Using contributions from the Chaldean American Chamber of Commerce and Crime Stoppers of Michigan, as well as donations from other Ferndale businesses, investigators are offering a reward of up to $15,000 for anyone who can provide good information about the killer.

According to Ferndale police, Karim Khamarko, 64, of Southfield was working alone at the Dollar Club Plus store at 2750 Hilton Road when the shooting occurred. At around 9 p.m. on Nov. 26, police received a 911 call from a woman who entered the store to find Khamarko bleeding behind the counter near the cash register. He had been struck by two gunshots, said Detective Lt. Bill Wilson, and died shortly after being transported to a local hospital.

On Nov. 30, Khamarko’s family held a press conference outside the store, where loved ones had assembled a large memorial featuring flowers, candles and photo collages in honor of Khamarko.

Candace Khamarko, the youngest of Khamarko’s five children, called the shooting “a senseless crime” and urged witnesses to come forward with any valuable information.

“My father … was a beloved man who was taken away from the Ferndale community,” she said. “He was such a good, hardworking guy. He didn’t deserve for his life to end this way.”

Khamarko’s wife, Aida Khamarko, was visibly distraught as she addressed the crowd about the loss of her husband. “He was the love of my life for 34 years,” she said, fighting back tears. “We need justice for my family, for me and my children — please.”

John Broad, president of Crime Stoppers of Michigan, insisted that any additional evidence the public can provide would be useful to police. “No clue is too small,” he said.

Anyone with information is asked to call the Ferndale Police Department at (248) 541-3650 or Crime Stoppers at (800) SPEAK-UP. Callers may remain anonymous if they choose.

According to Martin Manna, executive director of the Chaldean American Chamber of Commerce, Khamarko’s murder marked the second workplace killing of a local Chaldean resident in the last two months.
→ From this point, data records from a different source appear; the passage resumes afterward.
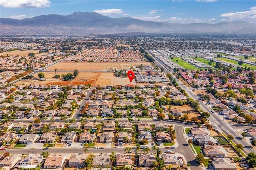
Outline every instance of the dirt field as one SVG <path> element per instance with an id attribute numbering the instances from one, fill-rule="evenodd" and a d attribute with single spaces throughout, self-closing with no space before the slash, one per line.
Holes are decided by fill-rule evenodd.
<path id="1" fill-rule="evenodd" d="M 0 55 L 7 55 L 7 54 L 9 55 L 28 55 L 29 53 L 34 53 L 35 54 L 38 53 L 39 52 L 39 50 L 26 50 L 26 51 L 20 51 L 20 50 L 15 50 L 12 51 L 6 51 L 4 52 L 3 53 L 0 53 Z"/>
<path id="2" fill-rule="evenodd" d="M 74 70 L 103 70 L 114 69 L 129 69 L 132 66 L 150 65 L 150 63 L 88 63 L 88 62 L 60 62 L 47 68 L 46 70 L 54 70 L 58 68 L 58 71 Z"/>

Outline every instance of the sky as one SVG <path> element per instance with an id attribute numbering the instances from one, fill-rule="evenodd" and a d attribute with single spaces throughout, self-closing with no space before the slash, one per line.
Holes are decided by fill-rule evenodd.
<path id="1" fill-rule="evenodd" d="M 95 12 L 111 18 L 189 24 L 243 20 L 256 24 L 256 0 L 1 0 L 1 18 Z"/>

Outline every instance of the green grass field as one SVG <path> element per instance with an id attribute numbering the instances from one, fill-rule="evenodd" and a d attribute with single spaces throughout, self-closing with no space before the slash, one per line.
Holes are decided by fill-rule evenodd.
<path id="1" fill-rule="evenodd" d="M 195 150 L 196 151 L 196 153 L 198 154 L 200 153 L 200 151 L 201 151 L 201 147 L 200 146 L 194 146 L 194 148 L 195 149 Z"/>
<path id="2" fill-rule="evenodd" d="M 23 145 L 22 144 L 16 144 L 14 146 L 14 148 L 25 148 L 26 145 Z"/>
<path id="3" fill-rule="evenodd" d="M 188 134 L 188 131 L 189 130 L 191 130 L 191 128 L 186 128 L 185 129 L 186 134 Z"/>
<path id="4" fill-rule="evenodd" d="M 232 59 L 228 59 L 227 58 L 223 58 L 223 57 L 219 57 L 219 58 L 218 58 L 218 59 L 219 59 L 222 61 L 228 62 L 228 63 L 230 63 L 232 64 L 238 65 L 238 61 L 236 61 L 233 60 Z M 241 66 L 244 67 L 245 67 L 246 65 L 247 67 L 247 68 L 250 67 L 251 68 L 251 69 L 253 69 L 254 70 L 256 69 L 256 66 L 254 66 L 250 64 L 246 64 L 245 63 L 243 63 L 242 65 L 241 65 Z"/>
<path id="5" fill-rule="evenodd" d="M 169 59 L 170 60 L 172 60 L 172 59 L 171 59 L 171 58 L 169 58 Z M 177 61 L 177 60 L 178 60 L 178 61 Z M 190 64 L 189 63 L 187 63 L 185 61 L 182 60 L 180 58 L 174 57 L 173 57 L 173 59 L 172 60 L 177 63 L 178 64 L 180 65 L 184 69 L 186 69 L 188 70 L 199 70 L 199 69 L 200 69 L 195 67 L 192 64 Z"/>
<path id="6" fill-rule="evenodd" d="M 175 144 L 175 142 L 173 143 L 164 143 L 164 146 L 171 146 Z"/>

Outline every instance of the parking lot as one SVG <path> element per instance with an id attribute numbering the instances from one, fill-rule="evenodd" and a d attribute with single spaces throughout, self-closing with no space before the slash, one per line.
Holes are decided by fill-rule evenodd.
<path id="1" fill-rule="evenodd" d="M 156 83 L 168 83 L 168 81 L 164 77 L 154 77 L 147 75 L 139 75 L 136 77 L 138 83 L 149 83 L 150 81 L 155 81 Z"/>

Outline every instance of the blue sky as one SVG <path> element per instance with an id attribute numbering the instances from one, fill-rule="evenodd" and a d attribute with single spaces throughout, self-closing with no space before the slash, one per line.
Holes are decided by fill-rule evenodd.
<path id="1" fill-rule="evenodd" d="M 244 20 L 256 23 L 255 0 L 1 0 L 1 18 L 95 12 L 111 18 L 188 24 Z"/>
In October, 48-year-old Mazin Khmoro was fatally shot while taking out the trash at his family-owned party store in Southfield.

Martin pointed out that since 1970, almost 200 Chaldean-Americans in metro Detroit have been killed while at their place of business. He added that store clerks like Khamarko have the third most dangerous job in the U.S., behind fishermen and taxi drivers.

Khamarko had been in business in Ferndale for more than 15 years. He and his family first owned a video store nearby on Woodward Heights before moving into the Hilton location in 1999. The business was then converted into a dollar store about five years ago.

Khamarko’s son, Kevin Khamarko, said that he and his family are unsure if Dollar Club Plus will ever reopen. “We haven’t decided what we want to do about the business yet,” he said.

Wilson noted that because no major witnesses had contacted the police as of Nov. 30, details on the shooting remain scarce.

“This was apparently just a robbery that went bad,” he said. “We do have some physical evidence and some video footage, but we still need some help from the public on this one.”

Police believe that only one suspect was involved in the shooting, Wilson said, but they do not yet have a good description of him. The shooter also likely did not have a vehicle and came to the store on foot, he said. He stole cash from the store and fled the scene before police arrived.

Wilson added that investigators do not believe the shooting was a hate crime motivated by Khamarko’s status as a Chaldean-American.

At the press conference, it appeared news of Khamarko’s death had shaken the surrounding neighborhood. William Tyler, 41, of Ferndale lives only a few houses away from the Dollar Club Plus and said that he has known Khamarko and his family for the past 15 years.

On the night of Nov. 26, he said that he heard several loud “banging” noises outside that he thought were the sound of people shooting off fireworks. He was greatly saddened the next day when he learned of Khamarko’s murder.

“I just couldn’t believe it,” he said. “I really hope they catch whoever did this and crucify him. … (Khamarko) was just trying to make a living. He was a nice old man who never meant any harm to anyone.”